The frame is successful in a number of ways.  It stokes our moral outrage at hypocrites, it shames Al Gore for being overweight, delegitimizes science by assigning it “cult” status, and plays on her largely Protestant readership’s historic mistrust of the Catholic church.  Interestingly,  David C. Barker of the University of Pittsburgh and David H. Bearce of the University of Colorado found in their “End-Times Theology, the Shadow of the Future, and Public Resistance to Addressing Global Climate Change” that belief in Biblical prophecy of the “end times” and of the 2nd coming of Christ was for some people a “motivating factor behind resistance to curbing climate change.”  Given the large percentage of Republicans who are Protestant and who profess belief in the end-times prophecies (76% according to their sample), the frame is rock solid for her political purposes.
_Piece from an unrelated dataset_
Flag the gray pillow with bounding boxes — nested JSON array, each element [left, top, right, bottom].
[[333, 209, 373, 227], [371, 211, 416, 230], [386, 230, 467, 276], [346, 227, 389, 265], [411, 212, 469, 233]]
Yet, what the article does not do is talk about science.  Nor do the others except in the most cursory way, hinting that they have science behind their opinions, but never showing us exactly what that science is or who produced it.  Such information is, of course, vital so that the public may compare it with the body of work already extant. But successful framing goes a long way toward minimizing such concerns.  Comparing the words of those articles to the framing techniques Scott  enumerates shows that each author employs several key frames to convince his or her audience in counterfactual ways.